I have not had any real issues with my mill, but I did go through and checked the electrical connections in the control box, junction boxes and the pecker head on the motor. I found some connections that I got 1/2 to 3/4 of a turn out of. 

I would recommend that you do this it can prevent premature failure of your electrical components, definitely do the pecker head on the motor I found several loose connections in there. Make sure you unplug your mill before doing this.

When I changed my gear oil I flushed the head with mineral spirits, I filled it up with mineral spirits rotated the quill by hand through all the gear settings then drain it out and blew it out with compressed air and then filled it with the new gear oil. I used 75W/90 from Advanced Auto Parts. I got quite a bit of crap out of there I'll probably do the same each year when I change gear oil.
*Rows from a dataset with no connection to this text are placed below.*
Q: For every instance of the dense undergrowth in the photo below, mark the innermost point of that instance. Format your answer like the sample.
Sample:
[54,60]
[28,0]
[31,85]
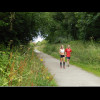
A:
[20,66]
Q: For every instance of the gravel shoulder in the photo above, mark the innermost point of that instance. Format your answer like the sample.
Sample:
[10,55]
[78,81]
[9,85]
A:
[71,76]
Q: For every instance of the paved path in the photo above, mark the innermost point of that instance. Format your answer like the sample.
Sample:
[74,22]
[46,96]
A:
[71,76]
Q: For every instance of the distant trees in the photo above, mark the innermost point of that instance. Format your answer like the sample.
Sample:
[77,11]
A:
[18,26]
[56,27]
[64,26]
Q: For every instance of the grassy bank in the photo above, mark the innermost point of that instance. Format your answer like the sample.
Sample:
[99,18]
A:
[84,55]
[21,67]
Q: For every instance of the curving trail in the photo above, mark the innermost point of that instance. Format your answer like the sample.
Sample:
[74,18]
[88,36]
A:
[71,76]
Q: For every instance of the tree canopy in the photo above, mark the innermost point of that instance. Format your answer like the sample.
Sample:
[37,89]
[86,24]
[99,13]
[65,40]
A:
[56,27]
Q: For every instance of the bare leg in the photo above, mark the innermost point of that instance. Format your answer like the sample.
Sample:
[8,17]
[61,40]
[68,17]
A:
[60,62]
[63,62]
[68,62]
Matt was great to work with and I would definitely buy from him again. Your right the internet is a great resource. That's where I've got most of my machining info since getting my mill.


----------



## RockwellHardness (Nov 23, 2013)

Plas62 said:


> I have not had any real issues with my mill, but I did go through and checked the electrical connections in the control box, junction boxes and the pecker head on the motor. I found some connections that I got 1/2 to 3/4 of a turn out of.
> 
> I would recommend that you do this it can prevent premature failure of your electrical components, definitely do the pecker head on the motor I found several loose connections in there. Make sure you unplug your mill before doing this.
> 
> ...




Hi Plas62,  

I do not have the mill in front of me,  what is the pecker head on the motor?   I did indeed go though and tighten anything I could  see, and there was some things that needed attention.   

I too have been  thinking of flushing, though using  kerosene,  but mineral spirits sounds like a better idea,   should not hurt the seals I would think.  And from my experience with paint thinner,  if left in the pail long enough,  if separates out and the  it can be used again. 

RH


----------



## Rbeckett (Nov 23, 2013)

Generally  speaking Matt does a darn good job insuring the QC inspections on his machinery is valid and that all the nuts and bolts are properly tightened.  Fit and finish on the PM machinery is and has been pretty darn good and remarkably issue free.  Ray or Matt can help you with your initial tramming and can answer any technical questions you may have too.  Congrats on the new machines and don't forget to show us all some pics of the first project when you get started with it!!! I know in the long run you both will be very happy with these machines and their capabilities.  I know when I was considering a new machine it was a case of selecting the PM I could afford and have the specific capabilities I was searching for.  Those machines are available with so many different levels of options that I was all bogged down trying to decide which options I had to have and which ones were negotiable.  For the money I found very few of the options were negotiable since the enhanced machines were not signifigantly more expensive than the base models when you compared adding the same features to a Grizz, or South Bend.   

Bob  

Bob


----------



## Plas62 (Nov 23, 2013)

The pecker head on the motor is slang for the electrical connection box mounted to the motor. I've heard them called that for long I didn't think about using the correct term.


----------